Olvos considers the question, grave and sad. “That is … complicated.” She sucks her teeth. “Divinities have the very odd ability to overwrite reality. Did you know that?”

“Of course.”

“But not just your reality. Not just the reality of your people—but the reality of us, our own. Each time people believed I came from somewhere new, I came from that place—and it was like I’d never come from any other place, and I never knew what I was before.” She takes a breath. “I am Olvos. I pulled the burning, golden coal of the world from the fires of my own heart. I fashioned the stars from my own teardrops when I mourned for the sun during the very first night. And I was born when all the dark of the world became too heavy, and scraped against itself, and made a spark—and that spark was me. This is all I know. I do not know what I was before I knew these things. I have looked, and tried to understand my origins—but history, as you may know, is much like a spiral staircase that gives the illusion of going up, but never quite goes anywhere.”

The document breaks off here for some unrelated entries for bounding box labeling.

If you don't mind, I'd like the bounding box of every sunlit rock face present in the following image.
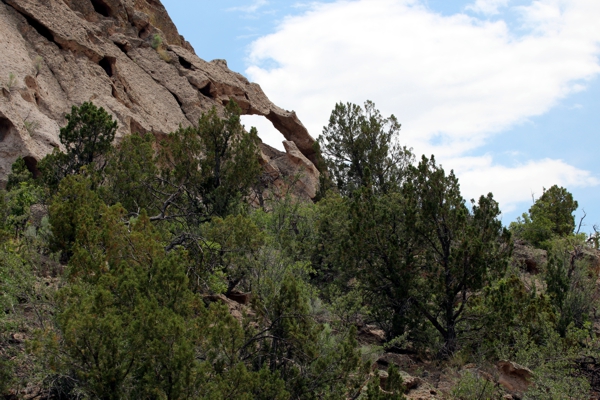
[0,0,318,197]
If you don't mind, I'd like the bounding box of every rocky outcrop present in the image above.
[0,0,318,197]
[497,360,533,395]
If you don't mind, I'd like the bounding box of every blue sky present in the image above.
[163,0,600,231]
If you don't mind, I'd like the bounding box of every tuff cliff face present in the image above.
[0,0,318,197]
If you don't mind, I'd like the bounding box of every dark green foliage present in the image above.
[6,157,33,191]
[319,101,413,195]
[39,102,117,187]
[510,185,578,249]
[0,101,600,400]
[0,158,42,236]
[545,238,598,337]
[100,133,159,213]
[366,364,406,400]
[49,175,106,260]
[404,157,510,356]
[529,185,578,236]
[159,101,260,224]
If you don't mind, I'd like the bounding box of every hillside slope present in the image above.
[0,0,318,197]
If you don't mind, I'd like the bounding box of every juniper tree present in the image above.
[318,101,413,195]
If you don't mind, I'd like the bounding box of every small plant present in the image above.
[452,370,500,400]
[156,47,171,63]
[33,56,44,76]
[23,119,40,136]
[152,33,162,50]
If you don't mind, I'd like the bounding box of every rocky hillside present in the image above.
[0,0,318,197]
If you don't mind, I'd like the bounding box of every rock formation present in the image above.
[0,0,318,197]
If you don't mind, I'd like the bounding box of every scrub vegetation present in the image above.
[0,101,600,400]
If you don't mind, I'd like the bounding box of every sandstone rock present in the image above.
[497,361,533,394]
[0,0,318,194]
[513,240,548,274]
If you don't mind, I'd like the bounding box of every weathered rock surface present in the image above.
[497,361,533,395]
[0,0,318,192]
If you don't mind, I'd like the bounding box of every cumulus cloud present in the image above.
[447,156,600,213]
[227,0,269,14]
[466,0,509,15]
[246,0,600,212]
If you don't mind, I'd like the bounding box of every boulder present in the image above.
[0,0,318,198]
[496,360,533,395]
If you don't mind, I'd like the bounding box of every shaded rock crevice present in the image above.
[0,0,318,197]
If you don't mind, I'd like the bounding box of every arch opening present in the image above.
[240,115,285,152]
[98,56,117,78]
[91,0,112,17]
[23,156,40,178]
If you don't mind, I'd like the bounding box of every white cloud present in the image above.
[246,0,600,212]
[466,0,509,15]
[241,115,285,151]
[446,156,600,213]
[227,0,269,14]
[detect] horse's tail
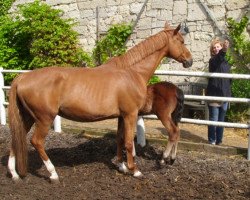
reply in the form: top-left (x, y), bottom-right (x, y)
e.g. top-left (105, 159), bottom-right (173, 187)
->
top-left (172, 87), bottom-right (184, 125)
top-left (8, 78), bottom-right (28, 176)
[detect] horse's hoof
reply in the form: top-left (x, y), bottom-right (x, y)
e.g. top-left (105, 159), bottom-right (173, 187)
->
top-left (118, 162), bottom-right (129, 174)
top-left (160, 158), bottom-right (175, 165)
top-left (12, 177), bottom-right (23, 184)
top-left (169, 158), bottom-right (175, 165)
top-left (50, 178), bottom-right (60, 184)
top-left (133, 171), bottom-right (143, 178)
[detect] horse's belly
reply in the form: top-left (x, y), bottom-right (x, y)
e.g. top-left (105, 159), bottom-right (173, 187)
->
top-left (58, 104), bottom-right (120, 122)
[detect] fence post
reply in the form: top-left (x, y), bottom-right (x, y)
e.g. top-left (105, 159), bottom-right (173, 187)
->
top-left (136, 116), bottom-right (146, 147)
top-left (54, 115), bottom-right (62, 133)
top-left (0, 67), bottom-right (6, 125)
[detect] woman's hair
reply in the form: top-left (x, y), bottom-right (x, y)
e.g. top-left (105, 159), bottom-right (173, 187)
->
top-left (210, 37), bottom-right (223, 56)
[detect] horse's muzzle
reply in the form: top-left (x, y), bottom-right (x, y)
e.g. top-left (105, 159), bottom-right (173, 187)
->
top-left (183, 59), bottom-right (193, 68)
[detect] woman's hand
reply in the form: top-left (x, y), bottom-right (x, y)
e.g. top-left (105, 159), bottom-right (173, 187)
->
top-left (223, 40), bottom-right (229, 51)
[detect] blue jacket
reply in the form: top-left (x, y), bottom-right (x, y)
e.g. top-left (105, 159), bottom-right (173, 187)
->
top-left (207, 49), bottom-right (231, 97)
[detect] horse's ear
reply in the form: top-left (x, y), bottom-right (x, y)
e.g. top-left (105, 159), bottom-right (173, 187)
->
top-left (165, 21), bottom-right (171, 29)
top-left (174, 24), bottom-right (181, 35)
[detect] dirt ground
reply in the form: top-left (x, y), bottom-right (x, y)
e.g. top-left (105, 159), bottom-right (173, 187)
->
top-left (0, 122), bottom-right (250, 200)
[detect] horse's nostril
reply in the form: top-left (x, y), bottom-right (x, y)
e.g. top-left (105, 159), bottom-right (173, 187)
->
top-left (183, 59), bottom-right (193, 68)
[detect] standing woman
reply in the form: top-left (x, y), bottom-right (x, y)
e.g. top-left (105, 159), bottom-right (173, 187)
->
top-left (207, 39), bottom-right (231, 145)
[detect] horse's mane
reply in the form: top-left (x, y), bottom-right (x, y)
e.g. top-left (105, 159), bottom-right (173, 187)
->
top-left (108, 30), bottom-right (168, 68)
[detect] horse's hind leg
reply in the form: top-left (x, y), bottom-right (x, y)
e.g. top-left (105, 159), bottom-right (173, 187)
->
top-left (112, 117), bottom-right (128, 173)
top-left (124, 113), bottom-right (142, 177)
top-left (161, 117), bottom-right (180, 164)
top-left (31, 122), bottom-right (59, 182)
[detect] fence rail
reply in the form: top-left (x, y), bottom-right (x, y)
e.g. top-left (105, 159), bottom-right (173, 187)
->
top-left (0, 68), bottom-right (250, 160)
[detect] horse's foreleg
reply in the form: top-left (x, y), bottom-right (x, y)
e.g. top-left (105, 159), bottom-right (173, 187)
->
top-left (113, 117), bottom-right (128, 173)
top-left (161, 118), bottom-right (180, 164)
top-left (8, 148), bottom-right (20, 182)
top-left (124, 113), bottom-right (142, 177)
top-left (31, 124), bottom-right (59, 182)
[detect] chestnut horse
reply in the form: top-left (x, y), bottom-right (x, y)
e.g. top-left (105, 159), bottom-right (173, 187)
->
top-left (113, 82), bottom-right (184, 172)
top-left (8, 22), bottom-right (193, 182)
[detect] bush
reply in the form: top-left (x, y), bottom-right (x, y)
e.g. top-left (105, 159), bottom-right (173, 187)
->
top-left (93, 23), bottom-right (132, 65)
top-left (0, 1), bottom-right (92, 81)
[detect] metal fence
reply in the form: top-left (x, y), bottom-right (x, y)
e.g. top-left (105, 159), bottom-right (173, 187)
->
top-left (0, 68), bottom-right (250, 160)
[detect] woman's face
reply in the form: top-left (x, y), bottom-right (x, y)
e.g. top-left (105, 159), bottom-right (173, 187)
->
top-left (213, 43), bottom-right (222, 55)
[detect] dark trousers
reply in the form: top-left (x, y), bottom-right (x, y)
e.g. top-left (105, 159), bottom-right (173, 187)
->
top-left (208, 102), bottom-right (228, 144)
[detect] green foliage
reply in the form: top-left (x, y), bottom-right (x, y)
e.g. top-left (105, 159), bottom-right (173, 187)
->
top-left (227, 16), bottom-right (250, 122)
top-left (93, 23), bottom-right (132, 65)
top-left (0, 1), bottom-right (92, 83)
top-left (227, 16), bottom-right (250, 68)
top-left (148, 75), bottom-right (161, 85)
top-left (0, 0), bottom-right (15, 16)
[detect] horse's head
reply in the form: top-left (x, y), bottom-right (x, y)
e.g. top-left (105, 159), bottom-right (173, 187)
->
top-left (165, 23), bottom-right (193, 68)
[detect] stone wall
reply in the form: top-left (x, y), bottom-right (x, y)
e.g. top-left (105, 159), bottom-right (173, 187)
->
top-left (12, 0), bottom-right (250, 82)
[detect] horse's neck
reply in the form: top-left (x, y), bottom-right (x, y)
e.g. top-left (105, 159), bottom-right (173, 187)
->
top-left (131, 51), bottom-right (165, 83)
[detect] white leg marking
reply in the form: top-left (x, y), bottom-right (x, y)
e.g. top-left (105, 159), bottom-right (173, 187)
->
top-left (43, 159), bottom-right (59, 180)
top-left (118, 162), bottom-right (129, 174)
top-left (8, 156), bottom-right (20, 181)
top-left (134, 171), bottom-right (142, 177)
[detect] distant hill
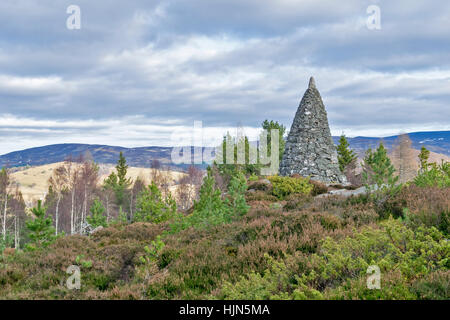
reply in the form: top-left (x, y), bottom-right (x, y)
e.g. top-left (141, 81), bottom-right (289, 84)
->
top-left (0, 143), bottom-right (213, 170)
top-left (0, 131), bottom-right (450, 170)
top-left (333, 131), bottom-right (450, 156)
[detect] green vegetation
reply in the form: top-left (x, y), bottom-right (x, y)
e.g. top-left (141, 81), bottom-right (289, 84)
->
top-left (134, 182), bottom-right (177, 223)
top-left (86, 199), bottom-right (107, 228)
top-left (269, 176), bottom-right (314, 199)
top-left (0, 134), bottom-right (450, 300)
top-left (337, 134), bottom-right (357, 173)
top-left (26, 200), bottom-right (56, 250)
top-left (414, 161), bottom-right (450, 188)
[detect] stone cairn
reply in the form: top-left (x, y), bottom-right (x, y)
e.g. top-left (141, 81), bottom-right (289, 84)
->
top-left (280, 77), bottom-right (347, 184)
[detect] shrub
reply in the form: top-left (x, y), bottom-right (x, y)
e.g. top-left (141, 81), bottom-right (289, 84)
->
top-left (413, 270), bottom-right (450, 300)
top-left (309, 180), bottom-right (328, 196)
top-left (363, 143), bottom-right (400, 202)
top-left (390, 184), bottom-right (450, 236)
top-left (225, 173), bottom-right (250, 216)
top-left (134, 182), bottom-right (177, 223)
top-left (414, 161), bottom-right (450, 188)
top-left (269, 176), bottom-right (313, 199)
top-left (26, 200), bottom-right (56, 250)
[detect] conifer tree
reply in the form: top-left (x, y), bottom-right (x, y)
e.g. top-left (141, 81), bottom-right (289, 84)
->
top-left (262, 120), bottom-right (286, 161)
top-left (26, 200), bottom-right (56, 249)
top-left (110, 152), bottom-right (131, 208)
top-left (363, 143), bottom-right (399, 190)
top-left (419, 146), bottom-right (430, 172)
top-left (337, 134), bottom-right (357, 173)
top-left (86, 199), bottom-right (107, 228)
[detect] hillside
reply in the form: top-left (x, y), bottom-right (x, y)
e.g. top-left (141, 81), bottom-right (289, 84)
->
top-left (0, 144), bottom-right (213, 170)
top-left (0, 178), bottom-right (450, 300)
top-left (0, 131), bottom-right (450, 170)
top-left (11, 162), bottom-right (183, 205)
top-left (333, 131), bottom-right (450, 156)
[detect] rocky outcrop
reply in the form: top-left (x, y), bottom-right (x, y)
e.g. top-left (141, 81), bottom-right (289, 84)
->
top-left (280, 77), bottom-right (347, 183)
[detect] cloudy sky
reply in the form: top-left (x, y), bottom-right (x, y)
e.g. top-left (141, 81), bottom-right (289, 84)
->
top-left (0, 0), bottom-right (450, 153)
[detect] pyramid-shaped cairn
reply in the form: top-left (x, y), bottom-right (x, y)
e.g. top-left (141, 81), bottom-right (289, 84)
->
top-left (280, 77), bottom-right (347, 183)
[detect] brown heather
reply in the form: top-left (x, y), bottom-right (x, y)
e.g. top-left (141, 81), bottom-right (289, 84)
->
top-left (0, 187), bottom-right (450, 299)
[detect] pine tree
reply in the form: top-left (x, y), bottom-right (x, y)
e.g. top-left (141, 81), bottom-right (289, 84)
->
top-left (108, 152), bottom-right (131, 208)
top-left (337, 134), bottom-right (358, 173)
top-left (419, 146), bottom-right (430, 172)
top-left (363, 143), bottom-right (398, 190)
top-left (116, 152), bottom-right (131, 189)
top-left (134, 181), bottom-right (177, 223)
top-left (262, 120), bottom-right (286, 161)
top-left (225, 173), bottom-right (250, 216)
top-left (26, 200), bottom-right (56, 250)
top-left (86, 199), bottom-right (107, 228)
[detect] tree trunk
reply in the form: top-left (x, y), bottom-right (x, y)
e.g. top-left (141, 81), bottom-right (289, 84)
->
top-left (106, 195), bottom-right (109, 223)
top-left (70, 187), bottom-right (75, 234)
top-left (55, 194), bottom-right (61, 235)
top-left (3, 193), bottom-right (8, 241)
top-left (14, 212), bottom-right (20, 250)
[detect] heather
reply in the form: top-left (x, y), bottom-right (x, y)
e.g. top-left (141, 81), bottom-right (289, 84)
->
top-left (0, 146), bottom-right (450, 300)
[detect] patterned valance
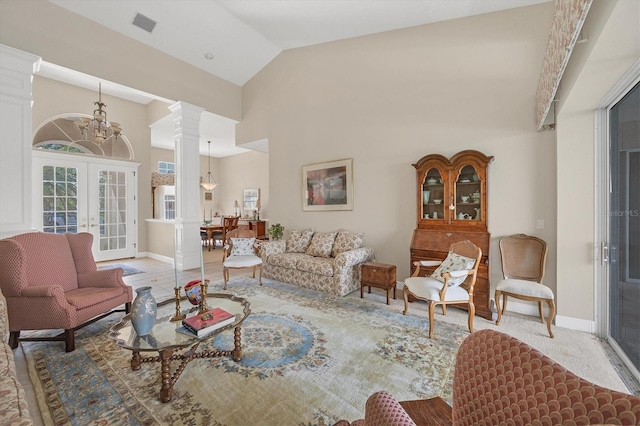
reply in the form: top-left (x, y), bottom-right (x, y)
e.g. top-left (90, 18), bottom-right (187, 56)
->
top-left (536, 0), bottom-right (593, 130)
top-left (151, 172), bottom-right (176, 188)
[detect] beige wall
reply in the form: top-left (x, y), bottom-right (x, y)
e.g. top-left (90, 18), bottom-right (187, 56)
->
top-left (237, 3), bottom-right (556, 302)
top-left (556, 0), bottom-right (640, 328)
top-left (220, 151), bottom-right (273, 219)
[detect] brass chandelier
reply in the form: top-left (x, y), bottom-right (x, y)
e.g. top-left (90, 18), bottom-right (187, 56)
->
top-left (200, 141), bottom-right (218, 191)
top-left (76, 83), bottom-right (122, 144)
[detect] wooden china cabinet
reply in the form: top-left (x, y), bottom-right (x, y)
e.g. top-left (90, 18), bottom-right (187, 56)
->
top-left (410, 150), bottom-right (493, 319)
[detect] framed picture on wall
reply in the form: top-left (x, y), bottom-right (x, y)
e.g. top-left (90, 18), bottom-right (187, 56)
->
top-left (302, 158), bottom-right (353, 211)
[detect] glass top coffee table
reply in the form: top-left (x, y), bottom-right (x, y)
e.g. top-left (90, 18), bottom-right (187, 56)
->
top-left (109, 293), bottom-right (251, 402)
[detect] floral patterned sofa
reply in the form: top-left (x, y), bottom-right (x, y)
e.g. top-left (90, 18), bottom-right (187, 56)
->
top-left (0, 293), bottom-right (33, 426)
top-left (260, 228), bottom-right (374, 296)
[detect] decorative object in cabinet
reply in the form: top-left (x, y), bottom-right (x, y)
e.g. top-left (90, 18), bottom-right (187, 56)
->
top-left (410, 150), bottom-right (493, 319)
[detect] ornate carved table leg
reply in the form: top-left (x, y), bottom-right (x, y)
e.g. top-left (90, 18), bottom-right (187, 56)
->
top-left (160, 349), bottom-right (174, 402)
top-left (131, 351), bottom-right (140, 371)
top-left (233, 326), bottom-right (242, 362)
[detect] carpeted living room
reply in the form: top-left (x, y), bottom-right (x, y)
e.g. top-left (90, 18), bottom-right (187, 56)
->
top-left (0, 0), bottom-right (640, 426)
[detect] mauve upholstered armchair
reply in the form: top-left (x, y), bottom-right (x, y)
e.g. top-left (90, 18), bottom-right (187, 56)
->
top-left (0, 232), bottom-right (132, 352)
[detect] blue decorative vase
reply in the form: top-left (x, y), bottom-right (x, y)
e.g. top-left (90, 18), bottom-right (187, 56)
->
top-left (131, 286), bottom-right (158, 336)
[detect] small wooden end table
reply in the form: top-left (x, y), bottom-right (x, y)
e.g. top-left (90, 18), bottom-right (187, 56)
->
top-left (360, 262), bottom-right (396, 305)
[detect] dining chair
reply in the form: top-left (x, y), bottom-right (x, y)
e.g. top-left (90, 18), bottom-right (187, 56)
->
top-left (402, 240), bottom-right (482, 338)
top-left (211, 216), bottom-right (240, 248)
top-left (495, 234), bottom-right (556, 338)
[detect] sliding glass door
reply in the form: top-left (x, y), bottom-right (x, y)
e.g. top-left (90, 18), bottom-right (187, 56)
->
top-left (608, 83), bottom-right (640, 370)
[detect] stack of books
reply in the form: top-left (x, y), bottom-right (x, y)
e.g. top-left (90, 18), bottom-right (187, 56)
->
top-left (176, 308), bottom-right (236, 338)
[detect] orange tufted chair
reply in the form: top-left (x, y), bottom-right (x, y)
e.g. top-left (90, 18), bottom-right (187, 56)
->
top-left (336, 330), bottom-right (640, 426)
top-left (0, 232), bottom-right (132, 352)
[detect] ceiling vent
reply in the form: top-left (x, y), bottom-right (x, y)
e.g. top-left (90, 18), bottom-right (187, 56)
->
top-left (132, 12), bottom-right (157, 33)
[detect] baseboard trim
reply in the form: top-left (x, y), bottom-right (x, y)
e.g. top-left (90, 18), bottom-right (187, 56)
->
top-left (146, 253), bottom-right (173, 263)
top-left (556, 315), bottom-right (596, 334)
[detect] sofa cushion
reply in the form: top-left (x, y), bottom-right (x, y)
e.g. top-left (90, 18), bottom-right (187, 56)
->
top-left (307, 232), bottom-right (337, 257)
top-left (287, 228), bottom-right (313, 253)
top-left (11, 232), bottom-right (78, 291)
top-left (331, 229), bottom-right (364, 257)
top-left (267, 253), bottom-right (308, 269)
top-left (231, 238), bottom-right (256, 256)
top-left (296, 256), bottom-right (333, 277)
top-left (431, 251), bottom-right (476, 287)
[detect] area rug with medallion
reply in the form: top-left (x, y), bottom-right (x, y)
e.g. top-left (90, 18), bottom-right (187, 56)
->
top-left (21, 277), bottom-right (468, 426)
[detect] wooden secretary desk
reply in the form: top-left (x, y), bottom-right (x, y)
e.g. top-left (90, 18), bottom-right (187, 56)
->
top-left (410, 150), bottom-right (493, 320)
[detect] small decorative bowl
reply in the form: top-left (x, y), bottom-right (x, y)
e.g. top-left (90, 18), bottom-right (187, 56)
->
top-left (184, 280), bottom-right (202, 306)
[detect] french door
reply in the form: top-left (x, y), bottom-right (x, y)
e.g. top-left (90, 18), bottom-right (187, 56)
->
top-left (32, 150), bottom-right (138, 262)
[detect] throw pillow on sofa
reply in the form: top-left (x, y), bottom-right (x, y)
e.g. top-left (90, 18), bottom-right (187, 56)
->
top-left (431, 252), bottom-right (476, 287)
top-left (331, 229), bottom-right (364, 257)
top-left (287, 228), bottom-right (313, 253)
top-left (307, 232), bottom-right (337, 257)
top-left (231, 238), bottom-right (256, 256)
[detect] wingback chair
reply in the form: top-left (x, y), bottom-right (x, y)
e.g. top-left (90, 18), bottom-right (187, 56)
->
top-left (0, 232), bottom-right (132, 352)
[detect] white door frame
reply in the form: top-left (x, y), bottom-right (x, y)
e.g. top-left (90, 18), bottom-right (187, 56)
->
top-left (32, 149), bottom-right (140, 262)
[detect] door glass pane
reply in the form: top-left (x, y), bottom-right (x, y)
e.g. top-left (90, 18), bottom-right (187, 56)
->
top-left (42, 166), bottom-right (78, 234)
top-left (98, 170), bottom-right (127, 251)
top-left (454, 165), bottom-right (482, 220)
top-left (422, 169), bottom-right (445, 219)
top-left (609, 84), bottom-right (640, 370)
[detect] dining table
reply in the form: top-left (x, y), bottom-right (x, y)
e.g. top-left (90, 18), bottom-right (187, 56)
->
top-left (200, 223), bottom-right (222, 251)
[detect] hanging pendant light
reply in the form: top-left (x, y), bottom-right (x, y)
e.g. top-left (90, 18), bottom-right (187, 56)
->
top-left (76, 83), bottom-right (122, 144)
top-left (200, 141), bottom-right (218, 191)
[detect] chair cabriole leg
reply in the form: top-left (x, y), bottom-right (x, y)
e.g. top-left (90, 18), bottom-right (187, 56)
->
top-left (538, 300), bottom-right (544, 324)
top-left (494, 290), bottom-right (502, 325)
top-left (402, 286), bottom-right (409, 315)
top-left (429, 300), bottom-right (436, 339)
top-left (9, 330), bottom-right (20, 349)
top-left (469, 302), bottom-right (476, 333)
top-left (547, 299), bottom-right (556, 339)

“But why did Saypuris never have a Divinity of their own? Were we simply unlucky?”

“You saw what happened, Shara,” says Olvos. “And you know your history. Are you so sure Saypur was unlucky to lack a Divinity?” She stands and kisses Shara on the brow. Her lips are so warm they almost burn. “I would tell you to go with luck, my child,” she says. “But I think you will choose to make your own.”

Shara steps away from the firelight and through the two trees.

She turns back to say good-bye but sees only the blank wall of her bedroom over her shoulder. She turns around, confused, and is met by her bed.

She sits down upon the bed and thinks.

*

“Turyin,” whispers Shara. “Turyin!”

Mulaghesh grunts and cracks an eye. “By the seas,” she says croakily. “I’m happy you visited, but did it have to be at two in the morning?”

Mulaghesh is not the hale and hearty woman Shara knew mere days ago: she has lost a lot of weight during her stay in the hospital, and both of her eyes are still blackened. Her left arm ends just below the elbow in rings of tight, white bandages. She sees Shara staring. “I hope this”—she raises her wounded arm—“won’t keep me from swimming in Javrat. But at least I still have my drinking hand.”

“You’re all right?”

“I’m all right. How are you, girl? You look … alive. That’s good. The black glasses are, uh, interesting looking, I guess. …”

“I am alive,” says Shara. “And, Turyin, I wish that … that for you, this had never—”

“Save it,” says Mulaghesh. “I’ve given the very speech you’re giving. But when I gave it, it was to boys and girls I knew weren’t going to live. I’m alive. And I’m grateful for it. And you are not to blame. But it does give me a damn good excuse to transfer out.”

Shara smiles weakly.

“I am still getting transferred, right? Javrat’s still happening—right?”

“There is a good chance, yes,” says Shara.

“That sounds like the out clause of a contract. And I don’t remember signing a contract. I remember saying, ‘If I do this, I get stationed in Javrat,’ and I remember you saying, ‘Okay.’ Do you remember differently?”